無理やり引っ張られて、ユキの家に入った。
女の子の家に入るのは初めてで、なんだかそわそわした。
「・・・お邪魔します。」
僕の家よりもはるかに大きいリビングには、大きなソファーと、テレビが置いてあった。
「はい、座って!何か飲む?」
「あ、うん。」
「麦茶とオレンジジュースあるけど。」
「麦茶で。」
ユキは、なんだか楽しそうにキッチンに向かっていった。
「誰もいないの?」
「うん、いないよ!いつ帰ってくるかもわからない。」
「そうなんだ、何している人なの?」
ユキが麦茶の入ったコップを二つ持って戻ってきた。
「うーん、また今度話すよ。」
「・・・。」
「でさ、さっそく、”天才”の続きを考えたいんだけど!」
「だから僕は・・・。」
「嫌だなんて言わせないよ!私の秘密を知った罰ゲーム。」
えへへと笑うユキ。
「そんな・・・。」
ため息交じりに窓の方を見ると、水槽が置いてあった。そこにはなんやら見覚えのある生き物が・・・。
「え!亀飼っているの?」
と、水槽を覗き込んだ。
「え?もしかしてユウヤも?」
「うん。」
「亀っていいよね。本当にマイペースで、我が道を行くって感じがしてさ!」
「そうなんだよね!僕も大好きなんだ。うちの子はトキって言うんだ。この子の名前は?」
「かめぞう。」
「かめぞうって・・・。」
と、笑おうとしたが、何か聞き覚えのある名前に体が固まってしまった。
「私ね、ユウヤの大ファンだったんだ。

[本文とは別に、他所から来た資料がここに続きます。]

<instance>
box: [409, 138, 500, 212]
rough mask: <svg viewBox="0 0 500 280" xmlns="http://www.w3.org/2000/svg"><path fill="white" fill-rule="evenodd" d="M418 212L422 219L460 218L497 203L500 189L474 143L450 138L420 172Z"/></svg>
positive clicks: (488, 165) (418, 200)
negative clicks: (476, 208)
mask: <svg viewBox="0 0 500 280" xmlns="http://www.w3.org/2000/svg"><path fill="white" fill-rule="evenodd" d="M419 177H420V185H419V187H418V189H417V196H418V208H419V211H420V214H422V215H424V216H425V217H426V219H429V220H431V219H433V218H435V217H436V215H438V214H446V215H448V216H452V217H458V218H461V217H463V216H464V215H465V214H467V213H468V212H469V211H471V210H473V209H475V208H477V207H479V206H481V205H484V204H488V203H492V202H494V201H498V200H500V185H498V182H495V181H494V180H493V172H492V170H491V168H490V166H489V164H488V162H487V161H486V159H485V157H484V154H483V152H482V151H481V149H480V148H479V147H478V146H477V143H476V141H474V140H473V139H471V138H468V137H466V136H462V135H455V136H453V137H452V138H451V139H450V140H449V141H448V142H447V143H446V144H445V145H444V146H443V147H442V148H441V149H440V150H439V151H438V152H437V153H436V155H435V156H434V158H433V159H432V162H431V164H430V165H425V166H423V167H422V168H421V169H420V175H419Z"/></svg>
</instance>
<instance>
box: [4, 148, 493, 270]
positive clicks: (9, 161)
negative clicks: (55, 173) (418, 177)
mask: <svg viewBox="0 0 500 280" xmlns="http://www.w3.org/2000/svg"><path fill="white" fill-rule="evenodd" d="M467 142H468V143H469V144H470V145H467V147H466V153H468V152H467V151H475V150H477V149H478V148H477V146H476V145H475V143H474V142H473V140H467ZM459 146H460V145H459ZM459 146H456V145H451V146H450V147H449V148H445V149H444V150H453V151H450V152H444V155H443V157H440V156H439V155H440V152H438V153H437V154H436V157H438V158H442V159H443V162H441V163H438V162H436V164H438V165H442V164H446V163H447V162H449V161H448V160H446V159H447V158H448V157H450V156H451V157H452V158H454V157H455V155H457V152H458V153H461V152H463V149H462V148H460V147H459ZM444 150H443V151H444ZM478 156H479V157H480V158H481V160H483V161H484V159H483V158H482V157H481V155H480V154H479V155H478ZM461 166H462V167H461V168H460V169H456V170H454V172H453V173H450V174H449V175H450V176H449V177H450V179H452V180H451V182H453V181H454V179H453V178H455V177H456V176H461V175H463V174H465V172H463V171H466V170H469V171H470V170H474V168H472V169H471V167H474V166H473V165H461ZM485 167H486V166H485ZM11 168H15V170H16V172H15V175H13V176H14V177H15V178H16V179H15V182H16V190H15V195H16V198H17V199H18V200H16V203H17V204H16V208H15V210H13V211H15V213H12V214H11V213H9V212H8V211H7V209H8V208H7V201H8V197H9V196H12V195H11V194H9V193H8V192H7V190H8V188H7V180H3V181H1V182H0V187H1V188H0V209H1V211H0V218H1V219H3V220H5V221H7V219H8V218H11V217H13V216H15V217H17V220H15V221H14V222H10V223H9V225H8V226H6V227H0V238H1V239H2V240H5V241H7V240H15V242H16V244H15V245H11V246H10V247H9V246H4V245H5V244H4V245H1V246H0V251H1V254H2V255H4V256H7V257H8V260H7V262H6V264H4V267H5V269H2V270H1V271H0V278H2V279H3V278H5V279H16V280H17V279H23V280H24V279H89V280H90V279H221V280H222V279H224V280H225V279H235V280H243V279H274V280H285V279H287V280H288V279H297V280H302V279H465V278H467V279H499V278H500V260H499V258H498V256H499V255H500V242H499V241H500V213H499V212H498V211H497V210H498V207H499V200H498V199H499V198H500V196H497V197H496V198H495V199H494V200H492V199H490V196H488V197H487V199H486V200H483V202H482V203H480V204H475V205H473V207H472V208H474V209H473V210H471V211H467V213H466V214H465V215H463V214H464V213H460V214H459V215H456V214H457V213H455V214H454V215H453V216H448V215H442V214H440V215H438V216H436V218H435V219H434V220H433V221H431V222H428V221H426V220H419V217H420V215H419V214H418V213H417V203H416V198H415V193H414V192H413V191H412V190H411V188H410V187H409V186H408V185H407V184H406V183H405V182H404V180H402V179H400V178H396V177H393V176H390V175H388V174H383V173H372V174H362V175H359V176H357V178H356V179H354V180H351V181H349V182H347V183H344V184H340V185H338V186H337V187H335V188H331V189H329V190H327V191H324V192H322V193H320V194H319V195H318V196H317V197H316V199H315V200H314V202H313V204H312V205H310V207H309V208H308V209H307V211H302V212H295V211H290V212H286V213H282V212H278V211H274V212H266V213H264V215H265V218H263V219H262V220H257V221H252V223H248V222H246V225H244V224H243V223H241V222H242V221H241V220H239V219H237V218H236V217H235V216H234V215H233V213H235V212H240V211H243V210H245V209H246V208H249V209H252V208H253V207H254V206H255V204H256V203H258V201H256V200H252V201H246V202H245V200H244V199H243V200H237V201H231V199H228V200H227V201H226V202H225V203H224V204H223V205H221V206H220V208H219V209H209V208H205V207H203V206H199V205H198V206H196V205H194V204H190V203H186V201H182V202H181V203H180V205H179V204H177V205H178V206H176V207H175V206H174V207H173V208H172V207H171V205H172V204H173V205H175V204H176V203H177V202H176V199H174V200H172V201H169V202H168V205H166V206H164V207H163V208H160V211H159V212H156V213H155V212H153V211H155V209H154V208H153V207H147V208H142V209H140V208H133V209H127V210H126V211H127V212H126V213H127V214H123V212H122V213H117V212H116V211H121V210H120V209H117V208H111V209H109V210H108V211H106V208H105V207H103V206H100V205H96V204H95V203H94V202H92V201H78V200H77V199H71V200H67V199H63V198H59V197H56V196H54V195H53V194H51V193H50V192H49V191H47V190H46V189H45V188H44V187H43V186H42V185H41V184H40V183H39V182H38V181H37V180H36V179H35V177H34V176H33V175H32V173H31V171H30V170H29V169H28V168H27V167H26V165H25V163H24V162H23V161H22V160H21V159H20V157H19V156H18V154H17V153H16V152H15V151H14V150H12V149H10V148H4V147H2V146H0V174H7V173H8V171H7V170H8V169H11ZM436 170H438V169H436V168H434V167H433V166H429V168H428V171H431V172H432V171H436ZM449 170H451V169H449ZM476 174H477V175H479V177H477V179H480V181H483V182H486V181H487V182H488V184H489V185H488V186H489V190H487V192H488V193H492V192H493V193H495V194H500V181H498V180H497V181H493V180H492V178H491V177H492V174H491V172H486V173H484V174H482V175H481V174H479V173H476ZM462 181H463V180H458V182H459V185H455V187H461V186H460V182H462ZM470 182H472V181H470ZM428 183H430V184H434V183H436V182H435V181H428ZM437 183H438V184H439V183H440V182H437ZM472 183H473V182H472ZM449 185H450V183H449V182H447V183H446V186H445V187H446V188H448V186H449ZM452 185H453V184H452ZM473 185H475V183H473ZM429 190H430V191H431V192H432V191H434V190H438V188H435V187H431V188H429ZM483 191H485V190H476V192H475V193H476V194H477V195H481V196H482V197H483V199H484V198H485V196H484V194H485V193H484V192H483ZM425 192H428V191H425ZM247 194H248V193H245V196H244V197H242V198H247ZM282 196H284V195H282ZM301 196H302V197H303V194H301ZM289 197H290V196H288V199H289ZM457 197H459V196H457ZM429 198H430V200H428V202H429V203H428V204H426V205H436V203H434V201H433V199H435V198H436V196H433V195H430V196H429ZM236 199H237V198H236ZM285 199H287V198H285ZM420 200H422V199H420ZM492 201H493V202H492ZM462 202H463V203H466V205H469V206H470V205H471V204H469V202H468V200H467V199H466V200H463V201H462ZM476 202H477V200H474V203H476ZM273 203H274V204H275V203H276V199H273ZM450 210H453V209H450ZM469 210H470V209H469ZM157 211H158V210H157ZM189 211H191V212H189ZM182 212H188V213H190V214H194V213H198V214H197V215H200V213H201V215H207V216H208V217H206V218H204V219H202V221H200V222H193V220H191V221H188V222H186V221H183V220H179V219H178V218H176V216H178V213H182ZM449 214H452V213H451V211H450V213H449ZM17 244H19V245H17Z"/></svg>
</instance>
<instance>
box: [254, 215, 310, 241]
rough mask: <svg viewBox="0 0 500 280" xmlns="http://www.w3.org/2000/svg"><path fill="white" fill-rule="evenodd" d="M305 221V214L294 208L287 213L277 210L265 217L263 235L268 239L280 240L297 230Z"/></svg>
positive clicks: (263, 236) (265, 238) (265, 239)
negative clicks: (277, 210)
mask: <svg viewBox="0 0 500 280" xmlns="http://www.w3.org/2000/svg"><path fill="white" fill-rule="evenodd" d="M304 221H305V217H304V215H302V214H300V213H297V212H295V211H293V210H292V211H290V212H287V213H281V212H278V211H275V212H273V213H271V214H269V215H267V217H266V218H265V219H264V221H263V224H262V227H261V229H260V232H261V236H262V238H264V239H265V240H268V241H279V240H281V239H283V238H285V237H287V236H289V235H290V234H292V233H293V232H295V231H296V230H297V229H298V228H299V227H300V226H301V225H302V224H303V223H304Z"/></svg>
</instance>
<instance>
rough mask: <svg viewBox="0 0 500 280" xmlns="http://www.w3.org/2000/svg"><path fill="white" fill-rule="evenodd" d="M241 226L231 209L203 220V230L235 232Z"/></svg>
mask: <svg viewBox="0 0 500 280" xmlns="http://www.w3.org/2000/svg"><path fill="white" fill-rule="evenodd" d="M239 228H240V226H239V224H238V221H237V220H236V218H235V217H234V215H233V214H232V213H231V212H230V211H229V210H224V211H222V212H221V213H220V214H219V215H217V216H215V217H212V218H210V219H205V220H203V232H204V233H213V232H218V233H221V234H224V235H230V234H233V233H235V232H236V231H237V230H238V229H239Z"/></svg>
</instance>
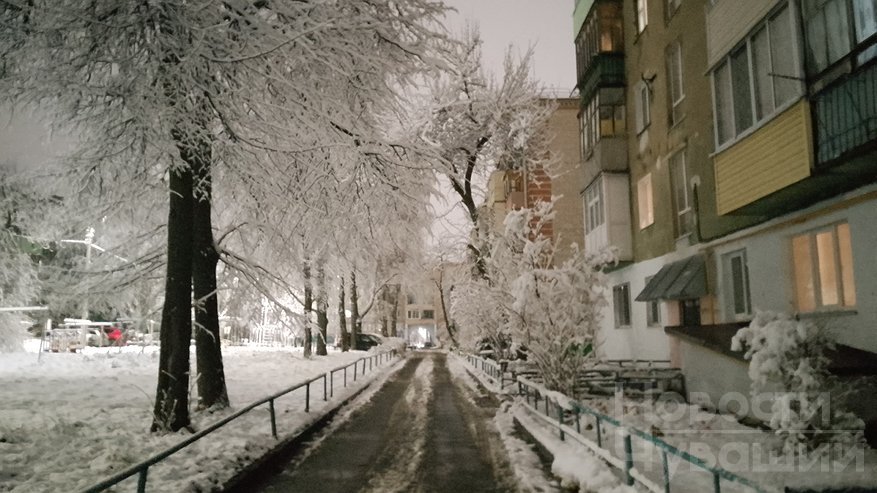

」
「・・・どうゆうこと?」
「あのクリスマスの公演会。同い年で、こんなにも輝いている人がいるんだって、びっくりしたのを覚えている。・・・それで、私もあんな風に輝きたいって、その劇団のオーディション受けたの!」
「え?」
「それでね、合格したの!ただ、もうその子はいなかったけどね。只でさえ雲の上の存在だったのに、あっという間に更に遠くに行っちゃった。」
「・・・。」
「あたしね、この高校生活にかけてたの!自分の弱さを克服して、怖かったけど、もう一度あの舞台に立ってみたかった。でも全然ダメ。一人じゃどうしようもできないし、人に話しかけようとすると、体の震えが止まらない。」
「君に一体何が・・・?」
「でもね!」
ユキが言葉を遮る。目には涙が溢れていた。
「そんな時に、昔憧れた、あの天才がいたの!しかも同じ学校に!・・・彼は毎日一人で、誰も近づけない雰囲気を出して、屋上で眠るの。昔と変わらないオーラがあった。」
ユキは、僕の手を、両手でぎゅっと握りしめた。
「お願い!一緒にやろう?ユウヤに何があったかは知っている!あの時嫌というほどニュースで見た。でも、この出会えた奇跡は、私たちの人生の大きな転機だよ!」
僕は、ユキの思いに、ただただ圧倒されてしまった。
気づいたら、僕からも涙が零れ落ち、彼女を抱きしめていた。